The Corporation shall keep a copy of the following records:

  1. The Corporation's Articles or Restated Articles of Incorporation and all amendments currently in effect;
  2. The Corporation's Bylaws or restated Bylaws and all amendments currently in effect;
  3. Any resolutions adopted by the Corporation's Board of Directors;
  4. The minutes of all members' meetings, and records of all action taken by the members without a meeting, for the past three years;
  5. All written communications to members generally within the past three years, including the financial statements for the past three years;
  6. A list of the names and business addresses of the Corporation's current directors and officers; and
  7. The Corporation's most recent annual report delivered to the State Corporation Commission.
  8. Form 1024, Application for Recognition of Exemption filed by the Corporation with the Internal Revenue Service.

ARTICLE 6: Miscellaneous Provisions

6.1 Seal

The seal of the Corporation shall consist of a flat-faced circular die, of which there may be any number of counterparts, on which there shall be engraved the word "Seal" and the name of the Corporation.

6.2 Fiscal Year

The fiscal year of the Corporation shall end on such date and with such accounting periods as may be fixed by the Board of Directors.

6.3 Checks, Notes and Drafts

Checks, notes, drafts and other orders for the payment of money shall be signed by persons authorized by the Board of Directors.

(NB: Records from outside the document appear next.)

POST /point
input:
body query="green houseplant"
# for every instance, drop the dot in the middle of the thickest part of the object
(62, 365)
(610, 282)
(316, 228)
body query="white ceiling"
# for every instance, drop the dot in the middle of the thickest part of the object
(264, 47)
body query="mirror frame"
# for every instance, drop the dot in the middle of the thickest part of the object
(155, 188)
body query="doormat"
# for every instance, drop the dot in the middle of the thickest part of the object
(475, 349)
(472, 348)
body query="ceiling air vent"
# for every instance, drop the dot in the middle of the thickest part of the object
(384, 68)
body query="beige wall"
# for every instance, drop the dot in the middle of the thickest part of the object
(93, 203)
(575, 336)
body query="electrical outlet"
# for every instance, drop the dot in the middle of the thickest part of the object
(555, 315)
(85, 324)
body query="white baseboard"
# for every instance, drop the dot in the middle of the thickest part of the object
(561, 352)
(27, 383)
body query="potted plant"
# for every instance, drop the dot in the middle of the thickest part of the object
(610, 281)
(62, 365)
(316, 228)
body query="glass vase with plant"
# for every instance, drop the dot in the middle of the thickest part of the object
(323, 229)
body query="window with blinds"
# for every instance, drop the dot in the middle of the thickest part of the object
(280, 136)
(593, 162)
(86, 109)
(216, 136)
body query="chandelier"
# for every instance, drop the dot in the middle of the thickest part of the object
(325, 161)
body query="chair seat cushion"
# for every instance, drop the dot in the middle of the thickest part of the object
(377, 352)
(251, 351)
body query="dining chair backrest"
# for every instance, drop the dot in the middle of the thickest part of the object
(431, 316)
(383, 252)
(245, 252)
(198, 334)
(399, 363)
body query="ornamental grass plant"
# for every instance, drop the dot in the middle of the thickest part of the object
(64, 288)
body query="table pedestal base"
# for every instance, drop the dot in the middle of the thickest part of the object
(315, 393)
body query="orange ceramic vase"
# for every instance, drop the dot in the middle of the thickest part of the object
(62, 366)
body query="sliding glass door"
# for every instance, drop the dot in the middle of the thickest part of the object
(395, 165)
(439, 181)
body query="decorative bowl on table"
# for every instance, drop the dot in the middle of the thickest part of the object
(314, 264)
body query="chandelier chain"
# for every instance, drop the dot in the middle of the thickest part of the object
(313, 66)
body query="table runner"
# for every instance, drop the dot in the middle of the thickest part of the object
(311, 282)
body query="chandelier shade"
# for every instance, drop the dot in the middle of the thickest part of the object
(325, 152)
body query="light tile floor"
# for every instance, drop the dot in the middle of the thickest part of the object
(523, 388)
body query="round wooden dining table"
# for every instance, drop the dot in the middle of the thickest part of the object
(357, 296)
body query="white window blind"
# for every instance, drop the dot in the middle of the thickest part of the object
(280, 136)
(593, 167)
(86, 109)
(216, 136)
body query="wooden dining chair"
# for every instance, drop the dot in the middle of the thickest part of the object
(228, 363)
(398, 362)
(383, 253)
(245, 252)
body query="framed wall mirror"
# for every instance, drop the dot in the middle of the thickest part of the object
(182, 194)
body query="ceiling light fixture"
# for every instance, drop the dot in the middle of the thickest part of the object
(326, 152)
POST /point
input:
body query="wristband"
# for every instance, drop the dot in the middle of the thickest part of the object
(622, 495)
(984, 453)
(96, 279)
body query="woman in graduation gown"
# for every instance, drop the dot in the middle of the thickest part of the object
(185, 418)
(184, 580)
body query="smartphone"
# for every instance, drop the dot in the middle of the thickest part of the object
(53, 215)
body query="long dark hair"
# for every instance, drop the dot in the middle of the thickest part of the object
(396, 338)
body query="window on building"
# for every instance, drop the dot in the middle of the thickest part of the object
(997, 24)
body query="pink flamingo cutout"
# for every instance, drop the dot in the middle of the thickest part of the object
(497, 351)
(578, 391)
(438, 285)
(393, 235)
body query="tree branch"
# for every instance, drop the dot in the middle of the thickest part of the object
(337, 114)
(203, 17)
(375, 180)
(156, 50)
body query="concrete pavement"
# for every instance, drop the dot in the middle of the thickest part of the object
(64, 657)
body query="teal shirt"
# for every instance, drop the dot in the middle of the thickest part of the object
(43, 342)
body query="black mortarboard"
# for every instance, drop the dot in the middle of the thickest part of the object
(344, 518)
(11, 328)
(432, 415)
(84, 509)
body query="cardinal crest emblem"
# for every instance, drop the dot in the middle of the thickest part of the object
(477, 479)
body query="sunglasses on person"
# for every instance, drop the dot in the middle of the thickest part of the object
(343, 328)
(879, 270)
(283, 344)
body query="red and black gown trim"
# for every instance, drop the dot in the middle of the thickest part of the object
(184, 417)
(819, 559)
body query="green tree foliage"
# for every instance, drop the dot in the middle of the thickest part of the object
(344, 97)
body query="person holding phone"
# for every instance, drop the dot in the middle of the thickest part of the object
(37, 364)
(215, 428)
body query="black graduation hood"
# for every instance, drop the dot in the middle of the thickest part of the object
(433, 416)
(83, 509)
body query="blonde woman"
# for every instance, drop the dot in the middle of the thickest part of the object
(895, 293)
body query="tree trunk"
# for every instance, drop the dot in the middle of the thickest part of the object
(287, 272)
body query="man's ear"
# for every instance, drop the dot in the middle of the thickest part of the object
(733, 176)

When authorized by the Board of Directors, the signature of any such person may be a facsimile.

6.4 Amendment of Bylaws

Except for provisions of Article I, these Bylaws may be amended or altered at any meeting of the Board of Directors by vote of a majority of the Directors present at the meeting. Any amendments to Article I of these Bylaws shall require the vote of a majority of the voting members present at a meeting of the Corporation.

6.5 Indemnification

  1. To the full extent that the Virginia Nonstock Corporation Act as it exists on the date hereof or may hereafter be amended, permits the limitation or elimination of the liability of directors or officers, a director or officer of the corporation shall not be liable to the Corporation or its members for monetary damages.
  2. To the full extent permitted and in the manner prescribed by the Virginia Nonstock Corporation Act and any other applicable law, the Corporation shall indemnify a director or officer of the Corporation who is or was a party to any proceeding by reason of the fact that he is or was such a director or officer or is or was serving at the request of the corporation as a director, officer, employee or agent of another corporation, partnership, joint venture, trust, employee benefit plan or other enterprise.
  3. Reference herein to directors, officers, employees or agents shall include former directors, officers, employees and agents and their respective heirs, executors and administrators.
  4. The indemnification provisions of these Bylaws may be amended, altered or repealed only by the Members of the Corporation.

These Bylaws were duly adopted by the Board of Directors of this Corporation on the 7th day of July, 1995 and were amended by the members of the Corporation on the 12th day of March, 2019.